According to the authors, both approaches to learning create barriers for non-traditional students. Kieran & Anderson (2018) describe aspects of UDL and CRT for their combination and “further guide educators in making decisions based on the specific attributes of diverse learners in their classrooms” (Kieran & Anderson, 2018, p. 3). As a result, the authors identify the aspects that need to be practiced when applying a particular approach. They include the perception of students as individuals with their cultural, social, and linguistic characteristics, skills, and preferences. The teacher needs to focus on strengths rather than deficits in order to facilitate the development of the student’s knowledge. Additionally, teachers need to be “aware of their personal biases to ensure high expectations of every learner and encourage their diverse students’ cultural capital from a strength-based perspective” (Kieran & Anderson, 2018, p. 12). According to the authors, the combination of UDL and CRT provides the most complete attention to all aspects of classroom diversity. Enhancing UDL with CRT principles is essential for proactive planning to meet the needs of all students in a modern classroom.

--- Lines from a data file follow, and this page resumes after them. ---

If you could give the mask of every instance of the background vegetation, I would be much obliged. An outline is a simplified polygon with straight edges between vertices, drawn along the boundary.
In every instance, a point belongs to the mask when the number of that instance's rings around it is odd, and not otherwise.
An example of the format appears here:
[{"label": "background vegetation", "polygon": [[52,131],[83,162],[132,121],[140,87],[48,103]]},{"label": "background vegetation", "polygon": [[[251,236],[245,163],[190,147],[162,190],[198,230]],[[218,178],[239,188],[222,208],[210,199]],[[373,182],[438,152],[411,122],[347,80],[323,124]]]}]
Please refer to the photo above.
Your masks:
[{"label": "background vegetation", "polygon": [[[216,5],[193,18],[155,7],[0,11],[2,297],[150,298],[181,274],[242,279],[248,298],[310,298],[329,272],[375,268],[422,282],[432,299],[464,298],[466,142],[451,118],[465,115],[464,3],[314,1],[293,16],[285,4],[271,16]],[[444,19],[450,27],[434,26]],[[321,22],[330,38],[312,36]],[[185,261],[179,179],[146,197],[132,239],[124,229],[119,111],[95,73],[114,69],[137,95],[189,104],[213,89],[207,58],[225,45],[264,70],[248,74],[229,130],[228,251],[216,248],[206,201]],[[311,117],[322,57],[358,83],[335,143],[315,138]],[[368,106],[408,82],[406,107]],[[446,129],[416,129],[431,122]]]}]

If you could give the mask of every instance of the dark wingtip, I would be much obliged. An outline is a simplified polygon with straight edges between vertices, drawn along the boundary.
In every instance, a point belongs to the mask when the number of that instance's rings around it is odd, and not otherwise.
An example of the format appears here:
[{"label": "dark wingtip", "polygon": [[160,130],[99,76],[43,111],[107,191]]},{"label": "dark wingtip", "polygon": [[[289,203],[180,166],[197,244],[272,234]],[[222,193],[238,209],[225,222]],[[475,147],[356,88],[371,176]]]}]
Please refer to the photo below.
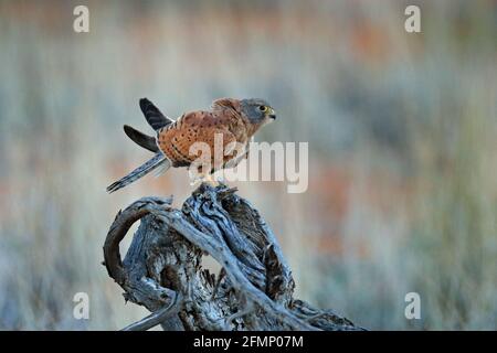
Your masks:
[{"label": "dark wingtip", "polygon": [[129,136],[129,133],[133,133],[133,128],[129,125],[123,125],[123,130],[125,130],[125,133]]},{"label": "dark wingtip", "polygon": [[140,98],[140,109],[141,111],[145,114],[147,106],[150,104],[151,101],[148,98]]}]

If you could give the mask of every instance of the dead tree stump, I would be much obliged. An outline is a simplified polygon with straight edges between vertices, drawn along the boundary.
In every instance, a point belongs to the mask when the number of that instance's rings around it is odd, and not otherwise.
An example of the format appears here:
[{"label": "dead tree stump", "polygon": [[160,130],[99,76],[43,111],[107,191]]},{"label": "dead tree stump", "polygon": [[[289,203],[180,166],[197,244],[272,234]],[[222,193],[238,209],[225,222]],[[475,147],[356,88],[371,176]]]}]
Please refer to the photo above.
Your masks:
[{"label": "dead tree stump", "polygon": [[[181,210],[171,199],[144,197],[117,214],[104,264],[126,301],[151,312],[124,330],[360,330],[293,298],[295,282],[273,232],[235,191],[202,184]],[[119,243],[138,220],[121,260]],[[222,266],[218,276],[202,268],[204,254]]]}]

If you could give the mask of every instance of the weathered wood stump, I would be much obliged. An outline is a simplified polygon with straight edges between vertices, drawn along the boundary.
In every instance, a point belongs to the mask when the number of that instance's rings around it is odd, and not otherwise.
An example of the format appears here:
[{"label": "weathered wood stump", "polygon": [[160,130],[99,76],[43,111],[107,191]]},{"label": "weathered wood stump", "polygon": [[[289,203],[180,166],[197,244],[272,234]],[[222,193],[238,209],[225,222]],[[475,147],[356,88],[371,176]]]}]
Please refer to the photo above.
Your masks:
[{"label": "weathered wood stump", "polygon": [[[104,264],[126,301],[151,311],[124,330],[360,330],[293,298],[295,282],[273,232],[235,191],[202,184],[182,210],[171,199],[144,197],[117,214]],[[138,220],[121,261],[119,243]],[[222,266],[218,276],[202,268],[204,254]]]}]

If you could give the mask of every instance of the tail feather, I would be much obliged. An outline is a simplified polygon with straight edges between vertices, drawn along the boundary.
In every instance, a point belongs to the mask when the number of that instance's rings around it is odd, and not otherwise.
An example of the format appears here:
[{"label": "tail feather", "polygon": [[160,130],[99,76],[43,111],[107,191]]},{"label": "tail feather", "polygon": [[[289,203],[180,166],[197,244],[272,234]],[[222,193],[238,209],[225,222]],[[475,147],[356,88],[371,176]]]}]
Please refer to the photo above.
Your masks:
[{"label": "tail feather", "polygon": [[129,185],[130,183],[137,181],[141,176],[148,174],[158,167],[162,167],[165,170],[167,170],[169,169],[169,167],[171,167],[171,162],[162,153],[157,153],[156,156],[154,156],[151,159],[149,159],[147,162],[135,169],[126,176],[108,185],[107,192],[113,193],[119,189],[123,189],[126,185]]}]

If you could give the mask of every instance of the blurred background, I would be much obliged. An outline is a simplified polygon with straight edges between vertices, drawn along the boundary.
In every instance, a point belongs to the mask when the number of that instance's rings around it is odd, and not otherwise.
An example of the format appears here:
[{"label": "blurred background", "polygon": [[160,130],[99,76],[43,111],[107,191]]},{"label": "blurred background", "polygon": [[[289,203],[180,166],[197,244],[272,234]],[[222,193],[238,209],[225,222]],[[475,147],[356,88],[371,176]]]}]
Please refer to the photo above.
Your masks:
[{"label": "blurred background", "polygon": [[[422,33],[404,31],[408,4]],[[224,96],[276,108],[256,140],[309,142],[307,192],[233,183],[297,298],[369,329],[497,329],[496,38],[495,0],[0,0],[0,329],[147,314],[101,265],[106,233],[133,201],[179,206],[192,186],[176,169],[106,194],[150,157],[121,126],[151,132],[141,97],[177,117]],[[89,320],[73,318],[81,291]]]}]

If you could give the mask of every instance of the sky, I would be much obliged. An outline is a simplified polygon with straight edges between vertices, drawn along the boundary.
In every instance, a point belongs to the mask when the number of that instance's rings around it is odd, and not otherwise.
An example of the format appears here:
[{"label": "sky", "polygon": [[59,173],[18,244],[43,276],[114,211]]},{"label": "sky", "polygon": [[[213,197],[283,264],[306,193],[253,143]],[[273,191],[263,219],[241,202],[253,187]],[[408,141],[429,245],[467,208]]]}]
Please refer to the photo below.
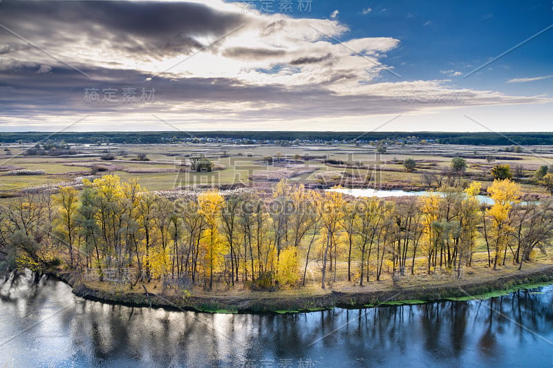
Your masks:
[{"label": "sky", "polygon": [[0,131],[550,131],[553,3],[0,2]]}]

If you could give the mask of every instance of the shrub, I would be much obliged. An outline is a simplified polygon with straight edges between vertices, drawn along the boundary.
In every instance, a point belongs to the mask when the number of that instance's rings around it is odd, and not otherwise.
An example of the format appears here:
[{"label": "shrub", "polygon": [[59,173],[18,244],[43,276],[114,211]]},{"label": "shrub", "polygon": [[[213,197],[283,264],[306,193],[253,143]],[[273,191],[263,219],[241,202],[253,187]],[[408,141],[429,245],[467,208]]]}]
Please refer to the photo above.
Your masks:
[{"label": "shrub", "polygon": [[111,153],[106,153],[104,155],[102,155],[100,158],[100,159],[103,159],[104,161],[111,161],[112,159],[115,159],[115,157]]},{"label": "shrub", "polygon": [[417,163],[412,158],[408,158],[403,162],[403,167],[408,171],[413,171],[417,167]]},{"label": "shrub", "polygon": [[44,175],[46,172],[44,170],[10,170],[8,175]]}]

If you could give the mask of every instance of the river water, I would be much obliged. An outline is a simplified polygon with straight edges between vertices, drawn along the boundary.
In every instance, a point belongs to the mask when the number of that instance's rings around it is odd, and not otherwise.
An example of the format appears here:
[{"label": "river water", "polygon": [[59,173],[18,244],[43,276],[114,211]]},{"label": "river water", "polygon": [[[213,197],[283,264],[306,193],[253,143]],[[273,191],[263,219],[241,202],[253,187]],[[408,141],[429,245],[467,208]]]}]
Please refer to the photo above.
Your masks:
[{"label": "river water", "polygon": [[[343,194],[348,194],[354,197],[377,197],[378,198],[385,198],[387,197],[421,197],[424,195],[432,195],[434,194],[443,195],[440,192],[433,192],[429,191],[419,191],[415,192],[408,192],[402,190],[378,190],[371,188],[331,188],[326,189],[327,191],[338,192]],[[476,195],[476,199],[480,203],[486,204],[494,204],[494,200],[486,195]],[[525,202],[523,202],[525,203]]]},{"label": "river water", "polygon": [[487,300],[286,315],[85,300],[30,274],[0,288],[0,367],[553,367],[553,287]]}]

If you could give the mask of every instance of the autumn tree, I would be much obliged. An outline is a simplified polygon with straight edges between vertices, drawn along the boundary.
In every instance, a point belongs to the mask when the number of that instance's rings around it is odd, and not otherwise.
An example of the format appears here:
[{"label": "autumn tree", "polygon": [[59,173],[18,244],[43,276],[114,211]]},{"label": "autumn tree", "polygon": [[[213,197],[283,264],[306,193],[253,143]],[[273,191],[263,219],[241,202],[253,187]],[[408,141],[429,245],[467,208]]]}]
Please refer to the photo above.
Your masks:
[{"label": "autumn tree", "polygon": [[[488,210],[491,220],[492,239],[495,248],[494,269],[497,269],[500,252],[507,253],[509,236],[513,230],[509,224],[509,213],[514,203],[518,203],[521,197],[518,184],[509,179],[496,180],[488,188],[488,193],[494,200],[494,205]],[[505,255],[504,255],[505,260]]]},{"label": "autumn tree", "polygon": [[321,277],[322,289],[325,289],[328,251],[332,245],[333,238],[339,230],[339,222],[344,216],[343,209],[345,203],[341,193],[325,192],[317,206],[317,213],[321,217],[322,228],[326,234],[323,251],[322,275]]},{"label": "autumn tree", "polygon": [[494,179],[504,180],[505,179],[512,179],[513,174],[511,173],[511,166],[509,165],[496,165],[491,168],[491,175]]},{"label": "autumn tree", "polygon": [[74,265],[73,244],[77,238],[78,222],[77,221],[77,209],[79,198],[78,192],[73,186],[59,186],[59,192],[53,196],[59,211],[57,217],[55,228],[57,238],[69,251],[69,267]]},{"label": "autumn tree", "polygon": [[205,267],[209,271],[209,289],[213,288],[213,273],[216,266],[221,262],[223,253],[221,235],[218,231],[221,210],[225,206],[225,198],[216,190],[208,191],[198,196],[198,213],[203,216],[206,227],[204,230],[205,250],[204,253]]}]

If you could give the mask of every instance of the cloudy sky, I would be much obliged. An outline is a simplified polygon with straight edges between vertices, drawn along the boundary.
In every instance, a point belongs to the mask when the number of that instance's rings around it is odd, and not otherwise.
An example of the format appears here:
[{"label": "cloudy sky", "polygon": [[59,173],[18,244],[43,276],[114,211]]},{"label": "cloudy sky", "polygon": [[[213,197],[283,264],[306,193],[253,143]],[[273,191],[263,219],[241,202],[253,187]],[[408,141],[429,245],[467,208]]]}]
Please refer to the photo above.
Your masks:
[{"label": "cloudy sky", "polygon": [[3,0],[0,131],[547,131],[552,8]]}]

In my opinion, the point of view described in the article is the most relevant within the framework of modern diversity. Teachers need to take into account all the characteristics of students, including their learning and cultural features. At EDF 2085, we discussed exceptionalities and how they affect the learning process and student outcomes. The combination of the two approaches described in the article presupposes attention to the greatest number of aspects of diversity and also presupposes the awareness and engagement of the teacher. After reading the article, I learned to myself that I was attracted to finding the most effective teaching practices which would focus on the needs of each student. I am interested in how one can combine the characteristics of each person within the classroom for better outcomes. The article also helped me develop a broader perspective on learning techniques that can be combined.
The results of this article had a positive impact on me, as I realized that it was possible to go beyond approaches and use different details in order to achieve the best result for students. The Florida Educational Accomplished Practices instruct that an educator should create a “student-centered learning environment” (“6A-5.065. The Educator Accomplished Practices,” n. d.). Under these guidelines, I would apply this article to real-life teaching to create an inclusive classroom environment. The combination of different techniques will allow me to address the greatest number of student characteristics and create a safe environment for them. As a result, I acquired the skills to assess the needs of students, as well as attention not only to their learning but also to cultural, social, and linguistic characteristics. Moreover, I learned aspects of both techniques and realized which of them is most useful in the classroom.
6A-5.065. The Educator Accomplished Practices. (n. d.). eLaws. Web.
Kieran, L., & Anderson, C. (2018). Connecting universal design for learning with culturally responsive teaching. Education and Urban Society, 51(3), 1-15. Web.